Changelog

v0.0.3

Released on September 30, 2019.

Featured:
torchgpipe now overlaps copy and computation using the separate CUDA streams. Previously, GPU could not compute a partition while copying micro-batches across different GPUs because they all happened on the same default CUDA stream.
Other Improvements:
  • Added support for PyTorch 1.2.
  • Redesigned the internal pipeline parallelism to represent dependencies transparently.
  • Fixed the hanging issue when an exception is raised in a partition.
  • Fixed the unintended size accumulation (issue #3 by Shiyan Deng) of balance_by_size().
Breaking Changes:
  • No more support for PyTorch 1.0.
  • Changed type of GPipe.devices from tuple to list.
  • Removed current_microbatch.

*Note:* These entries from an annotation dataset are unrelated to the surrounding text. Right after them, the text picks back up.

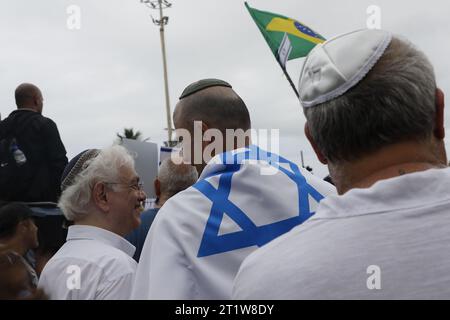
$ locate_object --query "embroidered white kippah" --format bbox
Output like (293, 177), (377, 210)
(298, 29), (392, 108)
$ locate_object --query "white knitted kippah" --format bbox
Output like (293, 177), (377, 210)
(298, 29), (392, 108)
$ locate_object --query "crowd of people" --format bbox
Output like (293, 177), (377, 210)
(0, 30), (450, 300)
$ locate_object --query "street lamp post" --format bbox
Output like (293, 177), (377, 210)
(141, 0), (174, 147)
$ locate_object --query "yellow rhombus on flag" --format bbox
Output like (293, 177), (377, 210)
(245, 2), (325, 60)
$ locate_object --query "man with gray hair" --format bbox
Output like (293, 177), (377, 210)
(233, 30), (450, 299)
(126, 158), (198, 262)
(39, 146), (146, 300)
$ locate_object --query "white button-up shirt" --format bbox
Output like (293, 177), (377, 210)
(39, 225), (137, 300)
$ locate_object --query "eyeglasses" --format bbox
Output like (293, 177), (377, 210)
(104, 182), (144, 191)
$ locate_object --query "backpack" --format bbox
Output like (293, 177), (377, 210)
(0, 117), (34, 201)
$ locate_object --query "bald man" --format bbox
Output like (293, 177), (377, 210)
(0, 83), (67, 202)
(133, 79), (335, 299)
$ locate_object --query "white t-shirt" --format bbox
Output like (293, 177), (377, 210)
(133, 146), (335, 299)
(39, 225), (137, 300)
(233, 169), (450, 299)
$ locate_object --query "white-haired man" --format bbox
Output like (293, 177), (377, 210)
(39, 146), (146, 300)
(233, 30), (450, 299)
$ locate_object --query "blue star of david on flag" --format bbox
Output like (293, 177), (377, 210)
(193, 145), (324, 257)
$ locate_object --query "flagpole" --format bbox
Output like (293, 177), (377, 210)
(275, 57), (300, 98)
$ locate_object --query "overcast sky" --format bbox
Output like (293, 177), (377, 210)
(0, 0), (450, 177)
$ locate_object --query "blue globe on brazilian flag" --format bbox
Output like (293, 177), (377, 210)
(245, 2), (325, 67)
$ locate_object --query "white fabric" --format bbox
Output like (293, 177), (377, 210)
(39, 225), (137, 300)
(298, 29), (392, 108)
(233, 168), (450, 299)
(133, 146), (335, 299)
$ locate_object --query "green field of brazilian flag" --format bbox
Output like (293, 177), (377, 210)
(245, 2), (325, 60)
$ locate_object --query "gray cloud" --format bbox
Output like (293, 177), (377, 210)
(0, 0), (450, 176)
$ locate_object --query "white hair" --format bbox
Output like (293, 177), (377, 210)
(58, 145), (134, 221)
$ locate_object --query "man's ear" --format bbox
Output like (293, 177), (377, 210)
(202, 121), (213, 149)
(92, 182), (109, 212)
(434, 88), (445, 140)
(305, 122), (328, 164)
(153, 178), (161, 198)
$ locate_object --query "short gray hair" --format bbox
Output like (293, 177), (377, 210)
(304, 37), (436, 162)
(58, 145), (134, 221)
(158, 158), (198, 198)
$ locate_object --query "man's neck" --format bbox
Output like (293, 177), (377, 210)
(1, 238), (28, 256)
(329, 142), (446, 194)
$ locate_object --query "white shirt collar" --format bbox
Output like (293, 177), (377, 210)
(67, 225), (136, 257)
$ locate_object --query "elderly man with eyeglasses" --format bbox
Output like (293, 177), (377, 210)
(39, 146), (146, 300)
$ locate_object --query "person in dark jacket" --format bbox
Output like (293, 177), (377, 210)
(0, 83), (68, 202)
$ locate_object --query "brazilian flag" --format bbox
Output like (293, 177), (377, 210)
(245, 2), (325, 60)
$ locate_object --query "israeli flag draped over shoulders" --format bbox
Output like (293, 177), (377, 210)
(134, 145), (336, 299)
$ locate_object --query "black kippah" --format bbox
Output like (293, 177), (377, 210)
(180, 79), (232, 100)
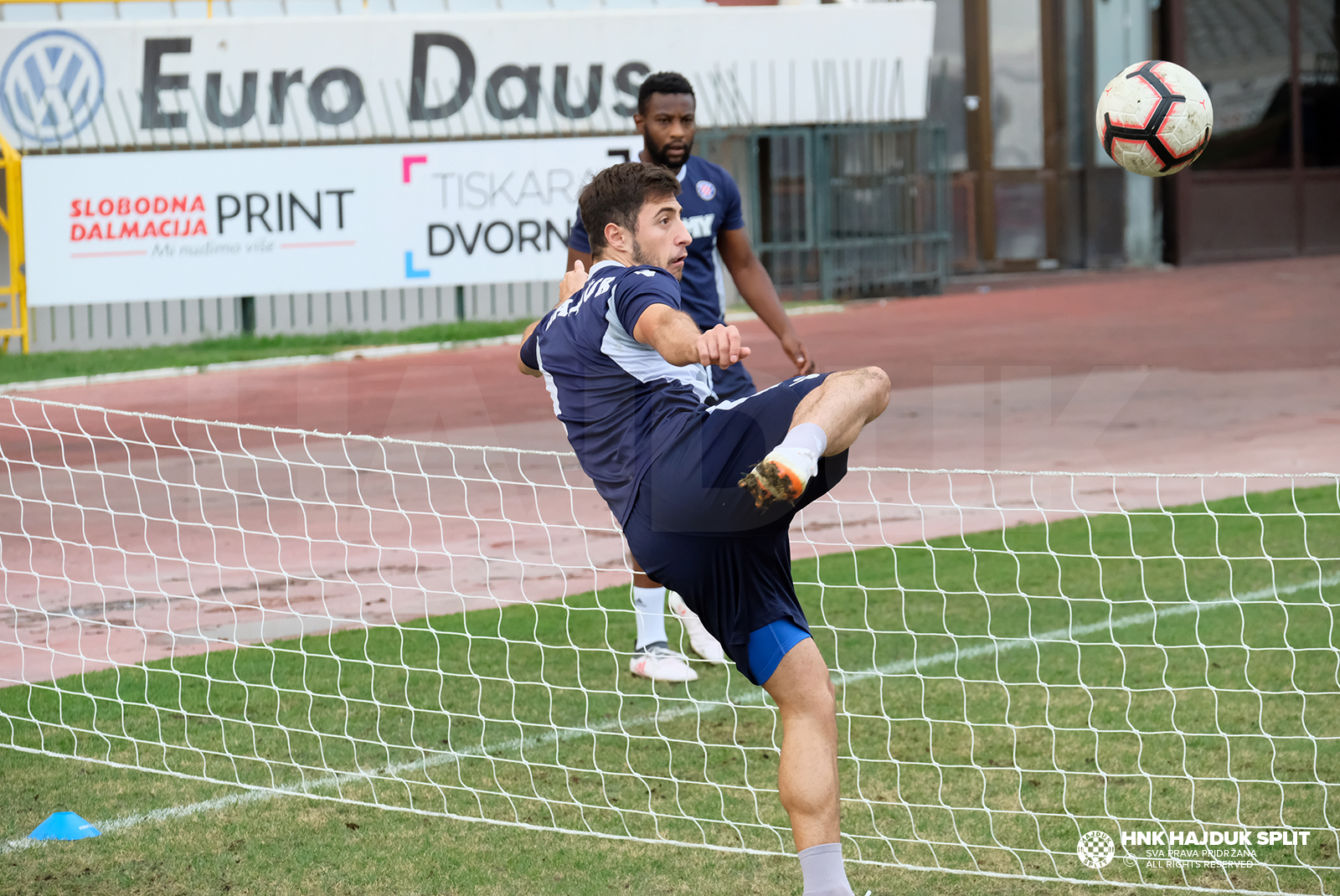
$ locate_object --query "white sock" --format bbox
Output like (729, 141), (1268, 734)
(799, 844), (853, 896)
(632, 585), (670, 650)
(777, 423), (828, 458)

This approach turned out to be incompatible with checkpointing.

v0.0.2

Released on June 26, 2019.

  • Added support for PyTorch 1.1.
  • Refined public APIs.
  • Detailed documentation.
  • Proper exceptions for invalid usage.
  • Provided automatic balancing.
  • Provided inspecting utilities: current_microbatch (DO NOT USE, deprecated since v0.0.3) and is_recomputing()
  • Reimplemented deferred batch normalization by subclassing.

v0.0.1

Released on May 14, 2019 to evaluate usability and efficiency internally.

  • Provided a functional GPipe implementation, including pipeline parallelism, checkpointing, and deferred batch normalization.
  • Supported Python 3.6+ and PyTorch 1.0.